LEAGUE OF WOMEN VOTERS SUPPORTS $450 MILLION FOR CLEAN WATER


Mr. MUSKIE. Mr. President, this year the administration requested, and the House approved, a budget request of $203 million for the Federal Water Pollution Control Administration to assist States and communities in constructing waste treatment facilities. I believe this amount grossly underestimates both the need and the demand for sewage treatment facilities throughout the Nation.


Last year the Congress made a substantial commitment to these States and communities by authorizing a total of $3.4 billion to be spent over the next 4 years for the construction grants program; $459 million was authorized for fiscal 1968. In response to the July 1, 1967, deadline for filing water quality standards and to the lifting of old dollar limitations on grants, States have been preparing and submitting applications at an extraordinary rate. I am distressed at the potential effects which the failure of the Federal Government to appropriate the full $450 million might have on these States and communities. I believe the Senate has a responsibility to meet this commitment by voting to appropriate the full amount authorized by last year's Clean Water Restoration Act. Mr. President, I was delighted to read in the August 7 edition of the Washington Post a letter to the editor from Mrs. Julia D. Stuart, President of the U.S. League of Women Voters, urging the Senate Appropriations Committee to recommend the full $450 million for the construction grants program. Mrs.

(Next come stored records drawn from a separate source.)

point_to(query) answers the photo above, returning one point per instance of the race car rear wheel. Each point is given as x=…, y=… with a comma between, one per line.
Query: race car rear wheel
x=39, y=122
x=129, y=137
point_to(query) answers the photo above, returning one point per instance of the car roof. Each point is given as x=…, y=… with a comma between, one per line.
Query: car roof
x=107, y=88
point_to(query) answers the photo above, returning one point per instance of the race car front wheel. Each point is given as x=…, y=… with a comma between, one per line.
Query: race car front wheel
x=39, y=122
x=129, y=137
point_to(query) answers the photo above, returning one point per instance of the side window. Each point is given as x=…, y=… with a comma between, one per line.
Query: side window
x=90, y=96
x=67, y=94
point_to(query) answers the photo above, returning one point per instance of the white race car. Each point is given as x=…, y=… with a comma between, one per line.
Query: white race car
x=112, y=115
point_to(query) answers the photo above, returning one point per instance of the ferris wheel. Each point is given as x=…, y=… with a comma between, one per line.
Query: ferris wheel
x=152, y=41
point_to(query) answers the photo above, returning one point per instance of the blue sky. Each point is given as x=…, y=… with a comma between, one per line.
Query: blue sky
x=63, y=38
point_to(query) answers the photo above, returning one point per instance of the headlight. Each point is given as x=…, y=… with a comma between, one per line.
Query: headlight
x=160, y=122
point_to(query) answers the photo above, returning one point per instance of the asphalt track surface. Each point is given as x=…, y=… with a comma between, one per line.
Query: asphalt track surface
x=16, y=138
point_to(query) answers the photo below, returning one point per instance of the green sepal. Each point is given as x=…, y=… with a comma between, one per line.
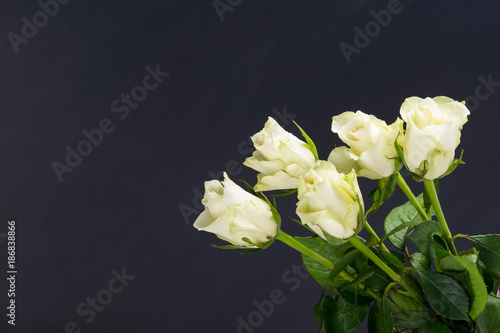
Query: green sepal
x=251, y=189
x=456, y=162
x=341, y=316
x=383, y=191
x=229, y=247
x=419, y=261
x=343, y=263
x=310, y=143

Stuart's concern parallels my own, and her letter is well worth reading. I ask unanimous consent that it be printed in the RECORD.


There being no objection, the letter was ordered to be printed in the RECORD, as follows:


FINANCING CLEAN WATER


The League of Women Voters of the United States hopes that the Senate Appropriations Committee will recommend appropriation of $450 million for the Federal sewage treatment facility grant program in FY 1967, the amount authorized by the Clean Water Restoration Act of 1966.


Everyone – the Congress, the President, the Budget Bureau, and the public – knows that pollution of U.S. rivers must be reversed. But words, promises, even standards will not make the water cleaner. The most direct way toward stream improvement is to cut down on the wastes discharged into the water. Federal money is needed to accomplish this cut back in sewage discharge.


The Water Quality Act of 1965 called for setting standards of water quality for interstate streams. States have spent time and effort in establishing criteria that, if met, will result in water quality suitable for the use desired for each section of the stream. Everyone knows that many towns and cities must install or upgrade sewage treatment before these standards can be met.


State agencies, city officials, even the local public know by name the cities that offend and must spend. Applications for Federal assistance far beyond the amount of money available have always come in from municipalities. Standard setting, which has made it clear that more municipalities must spend more money for improved waste treatment, clearly will bring an avalanche of requests for needed Federal help.


And Congress has offered that help, more help than ever before, in the Clean Water Restoration Act. Removing the dollar ceiling on Federal grants-in-aid for municipal treatment facility construction, offering 40 per cent help if the state puts up 30 per cent, offering 50 per cent Federal aid if the state, in addition to putting in its money, set standards for the receiving waters – these are the inducements offered to encourage investment of state monies and establishment of intrastate stream standards. But how inadequately financed these offers will be unless the Senate appropriates $450 million!


Having removed the dollar ceiling, having offered a larger per cent of project cost in Federal aid, having required standards that enhance water quality, will $50 million more than the appropriation for FY 1966 be enough for FY 1967? The League of Women Voters of the United States thinks not. We think it will not do what Congress knows must be done. We think it will not bring the states to make the effort that Congress has preferred to encourage by assistance rather than require by enforcement. We know it will not satisfy the public, particularly the ever-growing number of citizens who have been working for local, state, and Federal investment for clean water.


Federal funds appropriated for treatment facility construction and not obligated this year will be available for later use. In a program where many arrangements must be fitted together on many levels of government, it is important to have money in the pipeline. Municipal wastes must receive a higher degree of treatment. The Senate Appropriations Committee can make the Water Quality Act and the Clean Water Restoration Act function in reducing sewage discharges if the Committee puts enough money behind the promises in these Acts. This we hope the Committee will do.